Solidarité avec Pierre Ruetschi et la «Tribune de Genève»

Le débarquement sans égard de Pierre Ruetschi, rédacteur en chef du journal genevois depuis douze ans, démontre une fois de plus tout le mépris de Tamedia à l'égard de ses collaborateurs.
Grégoire Barbey

Tamedia a annoncé mercredi 29 août le départ du rédacteur en chef de la Tribune de Genève, Pierre Ruetschi, après douze ans à exercer cette fonction. Il sera remplacé dès le 31 août par Frédéric Julliard. Si le communiqué de l’éditeur zurichois laisse entendre que Pierre Ruetschi «quitte ses fonctions» de lui-même, rien n’est moins vrai. Il s’agit d’un débarquement express, sans égard pour l’engagement du rédacteur en chef durant de nombreuses années.

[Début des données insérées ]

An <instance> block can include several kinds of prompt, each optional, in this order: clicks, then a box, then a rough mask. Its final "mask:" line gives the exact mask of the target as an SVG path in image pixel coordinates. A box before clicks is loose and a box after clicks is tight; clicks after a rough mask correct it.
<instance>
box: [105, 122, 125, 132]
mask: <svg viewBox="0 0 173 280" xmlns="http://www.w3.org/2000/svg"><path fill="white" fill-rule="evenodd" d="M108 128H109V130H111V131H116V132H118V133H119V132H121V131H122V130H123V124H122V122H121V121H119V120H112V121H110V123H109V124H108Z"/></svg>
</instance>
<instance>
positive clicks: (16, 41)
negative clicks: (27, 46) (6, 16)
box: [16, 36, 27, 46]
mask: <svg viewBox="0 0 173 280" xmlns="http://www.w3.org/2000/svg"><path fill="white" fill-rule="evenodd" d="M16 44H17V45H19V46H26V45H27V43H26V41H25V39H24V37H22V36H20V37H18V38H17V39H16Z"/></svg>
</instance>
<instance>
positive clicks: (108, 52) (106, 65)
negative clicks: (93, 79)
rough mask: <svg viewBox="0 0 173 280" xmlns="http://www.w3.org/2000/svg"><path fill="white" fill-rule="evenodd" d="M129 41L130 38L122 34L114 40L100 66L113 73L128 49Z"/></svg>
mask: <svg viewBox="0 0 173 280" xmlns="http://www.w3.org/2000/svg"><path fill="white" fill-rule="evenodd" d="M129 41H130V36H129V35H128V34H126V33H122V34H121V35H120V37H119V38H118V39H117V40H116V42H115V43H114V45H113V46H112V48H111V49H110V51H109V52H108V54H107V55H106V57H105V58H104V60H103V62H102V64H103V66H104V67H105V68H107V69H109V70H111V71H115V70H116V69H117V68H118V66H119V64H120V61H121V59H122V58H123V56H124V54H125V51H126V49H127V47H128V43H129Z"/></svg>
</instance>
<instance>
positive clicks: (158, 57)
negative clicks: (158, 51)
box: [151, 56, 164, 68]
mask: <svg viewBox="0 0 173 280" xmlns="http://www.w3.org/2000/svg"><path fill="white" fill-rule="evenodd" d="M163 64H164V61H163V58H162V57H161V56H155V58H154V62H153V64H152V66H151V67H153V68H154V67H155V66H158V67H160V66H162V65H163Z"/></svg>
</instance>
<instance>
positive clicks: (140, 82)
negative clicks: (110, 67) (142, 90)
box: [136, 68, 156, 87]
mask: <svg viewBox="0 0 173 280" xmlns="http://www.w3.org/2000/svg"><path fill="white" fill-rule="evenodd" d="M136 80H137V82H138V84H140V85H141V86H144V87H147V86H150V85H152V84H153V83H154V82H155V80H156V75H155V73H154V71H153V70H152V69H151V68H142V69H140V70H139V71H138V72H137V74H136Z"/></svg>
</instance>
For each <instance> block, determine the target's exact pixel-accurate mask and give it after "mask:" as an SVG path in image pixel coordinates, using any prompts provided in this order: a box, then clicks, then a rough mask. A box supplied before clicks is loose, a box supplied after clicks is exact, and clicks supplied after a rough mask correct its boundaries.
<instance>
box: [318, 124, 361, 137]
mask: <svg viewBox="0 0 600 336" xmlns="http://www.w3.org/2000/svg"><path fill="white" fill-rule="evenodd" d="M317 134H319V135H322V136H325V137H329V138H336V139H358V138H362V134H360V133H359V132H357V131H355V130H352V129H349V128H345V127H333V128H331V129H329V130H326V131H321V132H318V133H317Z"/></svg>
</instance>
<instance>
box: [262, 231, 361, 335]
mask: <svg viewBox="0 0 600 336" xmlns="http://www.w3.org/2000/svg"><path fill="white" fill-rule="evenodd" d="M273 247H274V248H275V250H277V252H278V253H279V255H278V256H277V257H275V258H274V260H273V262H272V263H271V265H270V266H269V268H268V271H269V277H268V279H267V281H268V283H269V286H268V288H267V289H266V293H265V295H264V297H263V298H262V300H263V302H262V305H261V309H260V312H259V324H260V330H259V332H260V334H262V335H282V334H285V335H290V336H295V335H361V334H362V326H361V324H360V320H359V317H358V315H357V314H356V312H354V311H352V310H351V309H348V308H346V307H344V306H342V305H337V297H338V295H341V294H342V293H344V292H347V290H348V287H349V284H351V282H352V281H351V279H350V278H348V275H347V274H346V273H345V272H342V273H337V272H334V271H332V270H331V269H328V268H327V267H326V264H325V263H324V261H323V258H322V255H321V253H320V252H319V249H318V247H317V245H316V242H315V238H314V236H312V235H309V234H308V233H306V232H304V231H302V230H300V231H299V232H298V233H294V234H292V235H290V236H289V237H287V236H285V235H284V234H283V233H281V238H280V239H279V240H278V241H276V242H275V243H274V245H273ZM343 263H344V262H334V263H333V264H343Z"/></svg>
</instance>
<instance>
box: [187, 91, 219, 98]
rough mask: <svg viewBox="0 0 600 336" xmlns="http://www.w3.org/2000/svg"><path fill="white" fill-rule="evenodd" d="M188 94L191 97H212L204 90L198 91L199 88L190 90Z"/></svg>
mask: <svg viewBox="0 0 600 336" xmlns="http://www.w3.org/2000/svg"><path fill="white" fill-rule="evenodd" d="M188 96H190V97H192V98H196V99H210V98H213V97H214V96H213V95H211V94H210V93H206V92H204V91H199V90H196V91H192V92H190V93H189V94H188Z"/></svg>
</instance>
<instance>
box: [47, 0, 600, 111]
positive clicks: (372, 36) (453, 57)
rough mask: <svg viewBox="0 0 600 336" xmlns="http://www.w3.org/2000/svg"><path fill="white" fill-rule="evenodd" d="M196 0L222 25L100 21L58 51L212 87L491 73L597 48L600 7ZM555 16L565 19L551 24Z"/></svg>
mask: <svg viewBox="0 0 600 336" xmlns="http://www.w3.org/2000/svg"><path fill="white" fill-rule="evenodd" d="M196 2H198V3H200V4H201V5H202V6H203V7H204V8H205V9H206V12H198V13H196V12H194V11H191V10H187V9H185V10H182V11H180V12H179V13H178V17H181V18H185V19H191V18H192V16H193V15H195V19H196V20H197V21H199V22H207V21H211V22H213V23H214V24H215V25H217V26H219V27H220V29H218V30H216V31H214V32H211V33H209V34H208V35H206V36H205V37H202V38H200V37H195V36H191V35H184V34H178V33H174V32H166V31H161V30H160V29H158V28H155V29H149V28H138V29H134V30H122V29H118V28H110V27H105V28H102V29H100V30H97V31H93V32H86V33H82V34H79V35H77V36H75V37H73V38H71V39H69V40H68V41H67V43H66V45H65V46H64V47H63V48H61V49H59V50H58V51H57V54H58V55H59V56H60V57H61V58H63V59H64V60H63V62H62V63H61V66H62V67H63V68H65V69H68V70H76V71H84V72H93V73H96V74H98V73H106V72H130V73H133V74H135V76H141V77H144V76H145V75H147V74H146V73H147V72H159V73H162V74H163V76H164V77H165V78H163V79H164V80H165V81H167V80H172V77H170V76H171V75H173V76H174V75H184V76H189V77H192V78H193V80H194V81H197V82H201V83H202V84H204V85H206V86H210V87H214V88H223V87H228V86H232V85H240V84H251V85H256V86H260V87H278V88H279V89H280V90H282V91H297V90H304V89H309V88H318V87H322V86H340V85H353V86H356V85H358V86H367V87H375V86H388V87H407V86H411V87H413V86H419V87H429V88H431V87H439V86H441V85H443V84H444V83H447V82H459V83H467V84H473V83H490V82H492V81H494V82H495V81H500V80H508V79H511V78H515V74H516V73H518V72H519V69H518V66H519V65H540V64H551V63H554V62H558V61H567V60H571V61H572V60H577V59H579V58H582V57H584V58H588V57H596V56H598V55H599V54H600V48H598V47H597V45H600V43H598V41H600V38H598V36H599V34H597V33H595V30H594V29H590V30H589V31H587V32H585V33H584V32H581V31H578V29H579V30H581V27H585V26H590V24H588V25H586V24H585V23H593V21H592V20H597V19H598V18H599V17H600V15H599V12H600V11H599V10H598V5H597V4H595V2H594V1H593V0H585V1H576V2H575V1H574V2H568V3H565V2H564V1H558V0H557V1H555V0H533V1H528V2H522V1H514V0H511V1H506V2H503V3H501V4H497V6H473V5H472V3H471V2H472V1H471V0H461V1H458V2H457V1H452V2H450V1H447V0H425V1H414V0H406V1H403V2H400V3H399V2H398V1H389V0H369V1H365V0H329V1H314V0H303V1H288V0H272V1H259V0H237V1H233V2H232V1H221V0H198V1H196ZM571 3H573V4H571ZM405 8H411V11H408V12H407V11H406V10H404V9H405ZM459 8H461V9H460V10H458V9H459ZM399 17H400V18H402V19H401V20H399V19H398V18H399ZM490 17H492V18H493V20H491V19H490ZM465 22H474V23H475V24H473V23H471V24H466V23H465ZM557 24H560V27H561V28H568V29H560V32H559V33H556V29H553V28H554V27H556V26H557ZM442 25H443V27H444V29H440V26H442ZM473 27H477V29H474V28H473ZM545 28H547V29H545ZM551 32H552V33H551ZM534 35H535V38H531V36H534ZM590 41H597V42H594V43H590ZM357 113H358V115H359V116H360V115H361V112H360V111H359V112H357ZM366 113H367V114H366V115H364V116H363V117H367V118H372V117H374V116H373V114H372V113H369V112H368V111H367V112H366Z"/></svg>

Le comble du cynisme, c’est que le président du conseil d’administration de Tamedia, Pietro Supino, le remercie dans un article publié sur le site de la Tribune de Genève. Enumérant ses qualités, il le qualifie d’«engagé, profilé et garant de l’indépendance du titre». Cette indépendance se manifestait y compris dans le dévouement de Pierre Ruetschi à l’égard de ses employés et du journal qu’il dirigeait. A de nombreuses reprises, le rédacteur en chef a fait démonstration de son profond désaccord avec les décisions stratégiques de Tamedia, y compris publiquement. Ses collaborateurs le respectaient d’ailleurs profondément pour ce courage, qui plus est plutôt rare par les temps qui courent.

Si l’auteur de ce billet n’a pas toujours été d’accord avec la ligne éditoriale défendue par Pierre Ruetschi, loin de là, la façon dont il est débarqué est proprement répugnante. On aurait pu se dire qu’après douze ans en tant que rédacteur en chef, il était temps pour lui de tirer sa révérence. Cela aurait impliqué une transition sereine, avec une date annoncée quelques mois à l’avance. Au lieu de cela, Tamedia a préféré la politique du siège éjectable. Il faut croire que Pierre Ruetschi était devenu un problème pour l’éditeur, puisqu’il n’a jamais caché ses réticences face aux suppressions d’emplois régulièrement imposées à son titre, ainsi qu’à la décision de transférer une bonne partie de la rédaction à Lausanne.

Le départ de Pierre Ruetschi n’est rien de moins qu’une nouvelle étape dans la lente destruction de la Tribune de Genève. Le cynisme de Tamedia atteint aujourd’hui son paroxysme. Après avoir sanctionné financièrement les grévistes qui se sont opposés à la disparition de la version print du Matin, voilà que l’éditeur sacrifie dans les coulisses un rédacteur en chef entré en résistance contre sa politique managériale, tout en le félicitant publiquement pour son engagement. Alors même que c’est cet engagement profond qui lui vaut aujourd’hui ce remplacement précipité.

L’Affranchi tient ici à transmettre sa solidarité avec les employés de la Tribune de Genève ainsi qu’à Pierre Ruetschi. Ce nouvel épisode montre que Tamedia ne reculera devant rien pour imposer ses vues, au mépris même des personnes qui œuvrent chaque jour sur le terrain dans l’intérêt des journaux possédés par l’éditeur zurichois. L’avenir de la presse francophone en Suisse n’est décidément pas très réjouissant.